Business must first survive: Think about growth later

The economy faces a delicate balance between survival and growth. Despite low inflation, high prices continue to strain businesses and consumers, which calls for fiscal discipline, prudent oil revenue use, and targeted support for small businesses.

Economist Fred Muhumuza calls for diversification, productivity, and moderate monetary policies as vital to ensure stability and sustainable recovery amid looming elections and global pressures.

What types of businesses should Ugandans prioritize for sustainability and growth?

Many entrepreneurs need to first focus on survival before thinking about sustainability and growth.

Depending on available capital, it’s wiser to invest in fast-moving ventures with quick turnover, such as salons, restaurants, foodstuffs, garages and spare parts, transport services, and other consumables.

Avoid tying up money in slow-moving items that sell once in a while unless you have the financial muscle to hold stock for long periods.

Inflation seems low on paper, but ordinary Ugandans still feel economic pressure. Why the mismatch?

Inflation measures the rate of price increase, not the price level itself. People are affected by high price levels, which erode purchasing power even when inflation is low.

When demand falls because people can’t afford goods, inflation may remain subdued, yet people still feel poorer.

The real solution is to raise incomes moderately while curbing unnecessary public spending, rather than freezing wages out of fear of inflation.

With elections approaching, what economic risks or opportunities do you foresee afterward?

We could see a wave of inflation if government spending remains high, particularly around election-related activities.

Counter-cyclical policies, reducing certain expenditures while others rise, are essential. Without this balance, key sectors such as health, education, and infrastructure may suffer. The greater risk is poor service delivery, though inflation cannot be ruled out.

What lessons from the 2011 economic crisis can help Uganda avoid instability?

The main lesson is restraint. Limit public spending to essential services and maintain fiscal discipline.

Overspending during political cycles leads to the same inflationary and service-delivery challenges we saw in 2011.

How can Uganda ensure that oil production benefits its citizens?

Oil is merely a source of revenue; the true test lies in how we use it. The so-called ‘oil curse’ isn’t caused by oil itself but by weak institutions and poor governance.

Uganda must strengthen its systems, ensure transparency, and invest oil revenues wisely. If not, we risk following the path of Nigeria or Angola instead of success stories like Qatar, the UAE, or Malaysia.

How important is diversification, and where should Uganda focus?

Diversification is crucial, though Uganda is already diversified in low-yield sectors. Agriculture, trade, and services bring limited returns for most players.

To move forward, we must focus on boosting productivity through modern technology, ICT, and efficient farming, reducing costs related to borrowing, infrastructure, and corruption, and investing in high-yield sectors such as digital services and mineral extraction.

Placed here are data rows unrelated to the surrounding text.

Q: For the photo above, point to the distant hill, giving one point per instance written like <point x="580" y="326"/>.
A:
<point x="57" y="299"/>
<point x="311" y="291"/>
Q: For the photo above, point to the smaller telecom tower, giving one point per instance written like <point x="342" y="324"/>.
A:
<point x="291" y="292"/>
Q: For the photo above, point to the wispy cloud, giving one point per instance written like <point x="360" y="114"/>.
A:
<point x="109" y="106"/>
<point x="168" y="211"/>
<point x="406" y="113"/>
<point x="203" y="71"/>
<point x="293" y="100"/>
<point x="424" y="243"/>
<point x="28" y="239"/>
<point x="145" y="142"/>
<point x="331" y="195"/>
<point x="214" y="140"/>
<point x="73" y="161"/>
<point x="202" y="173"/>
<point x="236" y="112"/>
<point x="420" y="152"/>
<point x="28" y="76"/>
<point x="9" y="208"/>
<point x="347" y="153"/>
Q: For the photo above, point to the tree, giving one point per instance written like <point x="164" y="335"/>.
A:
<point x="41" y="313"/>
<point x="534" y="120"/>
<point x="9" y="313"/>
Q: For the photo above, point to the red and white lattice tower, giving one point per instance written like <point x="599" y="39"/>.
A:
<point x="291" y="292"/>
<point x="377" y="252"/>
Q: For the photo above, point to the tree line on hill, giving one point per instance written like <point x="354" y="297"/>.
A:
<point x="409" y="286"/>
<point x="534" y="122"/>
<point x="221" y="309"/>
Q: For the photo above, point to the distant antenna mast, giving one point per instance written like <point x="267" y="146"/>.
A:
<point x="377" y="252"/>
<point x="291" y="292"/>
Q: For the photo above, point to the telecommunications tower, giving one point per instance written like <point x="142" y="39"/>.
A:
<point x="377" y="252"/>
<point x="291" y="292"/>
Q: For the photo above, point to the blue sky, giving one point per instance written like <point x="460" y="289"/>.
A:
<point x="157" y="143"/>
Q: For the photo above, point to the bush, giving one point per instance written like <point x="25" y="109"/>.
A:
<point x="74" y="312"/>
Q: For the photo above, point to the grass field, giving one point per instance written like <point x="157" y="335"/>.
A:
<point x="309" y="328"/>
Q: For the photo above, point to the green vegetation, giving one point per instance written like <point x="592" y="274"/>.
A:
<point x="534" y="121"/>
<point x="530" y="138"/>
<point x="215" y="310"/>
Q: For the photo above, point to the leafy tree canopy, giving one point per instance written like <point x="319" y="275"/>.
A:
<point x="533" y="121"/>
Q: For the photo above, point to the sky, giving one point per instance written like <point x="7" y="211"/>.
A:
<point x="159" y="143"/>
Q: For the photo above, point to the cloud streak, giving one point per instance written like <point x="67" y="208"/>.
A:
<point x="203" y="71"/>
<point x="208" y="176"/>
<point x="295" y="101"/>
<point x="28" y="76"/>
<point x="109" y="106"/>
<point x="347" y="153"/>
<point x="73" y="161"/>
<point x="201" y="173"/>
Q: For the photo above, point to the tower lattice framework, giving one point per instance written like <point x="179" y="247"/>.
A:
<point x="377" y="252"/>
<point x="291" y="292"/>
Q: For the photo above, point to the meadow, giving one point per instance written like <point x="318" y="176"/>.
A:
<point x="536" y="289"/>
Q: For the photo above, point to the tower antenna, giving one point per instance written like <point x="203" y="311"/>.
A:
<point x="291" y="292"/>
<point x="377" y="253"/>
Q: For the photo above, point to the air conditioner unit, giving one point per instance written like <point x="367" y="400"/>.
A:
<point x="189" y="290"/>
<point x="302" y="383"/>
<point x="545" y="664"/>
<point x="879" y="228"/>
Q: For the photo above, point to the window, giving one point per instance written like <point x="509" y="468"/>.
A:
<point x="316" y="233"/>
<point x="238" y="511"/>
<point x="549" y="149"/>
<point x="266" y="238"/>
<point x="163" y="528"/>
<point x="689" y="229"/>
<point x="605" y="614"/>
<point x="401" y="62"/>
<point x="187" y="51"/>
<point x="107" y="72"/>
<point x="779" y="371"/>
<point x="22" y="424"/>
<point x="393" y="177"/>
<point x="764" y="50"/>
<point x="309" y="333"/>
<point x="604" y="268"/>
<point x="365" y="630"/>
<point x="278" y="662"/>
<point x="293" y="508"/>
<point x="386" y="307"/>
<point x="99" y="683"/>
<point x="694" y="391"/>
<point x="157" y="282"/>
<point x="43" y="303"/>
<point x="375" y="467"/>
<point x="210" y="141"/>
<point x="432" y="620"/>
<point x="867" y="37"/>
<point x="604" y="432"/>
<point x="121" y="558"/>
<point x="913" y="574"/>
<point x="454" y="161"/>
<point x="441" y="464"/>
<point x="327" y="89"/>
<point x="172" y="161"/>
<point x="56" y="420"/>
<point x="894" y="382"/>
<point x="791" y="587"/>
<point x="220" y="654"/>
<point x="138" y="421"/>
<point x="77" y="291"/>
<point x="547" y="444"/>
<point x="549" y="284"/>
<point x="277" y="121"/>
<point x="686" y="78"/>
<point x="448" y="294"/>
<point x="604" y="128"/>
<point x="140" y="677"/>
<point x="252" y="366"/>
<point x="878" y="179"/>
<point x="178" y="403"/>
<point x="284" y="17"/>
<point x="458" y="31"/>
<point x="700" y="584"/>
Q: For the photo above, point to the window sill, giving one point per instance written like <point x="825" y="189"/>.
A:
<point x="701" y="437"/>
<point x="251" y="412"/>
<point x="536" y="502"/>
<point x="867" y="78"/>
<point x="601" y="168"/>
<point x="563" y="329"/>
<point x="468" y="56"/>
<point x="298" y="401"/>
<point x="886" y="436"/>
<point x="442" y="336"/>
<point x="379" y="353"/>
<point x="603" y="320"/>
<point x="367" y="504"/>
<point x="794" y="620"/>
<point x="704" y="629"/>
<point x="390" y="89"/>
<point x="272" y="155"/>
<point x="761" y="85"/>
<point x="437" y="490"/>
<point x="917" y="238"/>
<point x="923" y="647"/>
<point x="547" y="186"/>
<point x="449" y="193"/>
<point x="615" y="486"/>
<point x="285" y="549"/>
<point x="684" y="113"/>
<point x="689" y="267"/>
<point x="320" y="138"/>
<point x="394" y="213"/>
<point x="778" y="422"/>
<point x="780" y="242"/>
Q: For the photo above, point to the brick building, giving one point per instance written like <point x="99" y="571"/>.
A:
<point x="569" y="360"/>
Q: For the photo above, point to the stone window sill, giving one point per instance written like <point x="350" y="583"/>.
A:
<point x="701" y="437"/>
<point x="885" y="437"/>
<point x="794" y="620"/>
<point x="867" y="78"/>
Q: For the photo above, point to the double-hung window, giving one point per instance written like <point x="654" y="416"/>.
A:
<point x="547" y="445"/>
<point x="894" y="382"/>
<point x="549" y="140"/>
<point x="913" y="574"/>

Government must also seek to reform taxation, targeting high-income earners and ensuring fair redistribution through better public services.

How can Uganda cushion itself from global economic shocks?

Shielding completely is impossible; adaptation is key. Maintaining strong foreign reserves and a manageable fiscal deficit are traditional buffers.

Currently, Uganda’s reserves cover 3.9 months of imports, below the preferred 4.5 months, while the fiscal deficit is projected to rise from 4.7 percent in the 2023/24 financial year to 6.4 percent this financial year.

Export growth offers some relief, but dependence on transit gold is risky. Trade disruptions, wars, and protectionist policies also remain serious threats.

What support do Ugandan businesses need from government right now?

Local enterprises need reliable, affordable business support services and a stronger domestic market. Reducing costs, such as rent, taxes, and interest rates, will help businesses survive.

Because many small businesses fund their owners’ livelihoods, addressing household costs like healthcare and transport indirectly strengthens business resilience.

Is the current policy effective in maintaining price stability?

Prices are generally stable due to a strong shilling, high interest rates, and restrained wage growth.

However, this tight policy stance limits investment and job creation.

Government needs a moderate adjustment, loosening slightly to encourage productive borrowing, support exports, and create jobs without jeopardizing stability.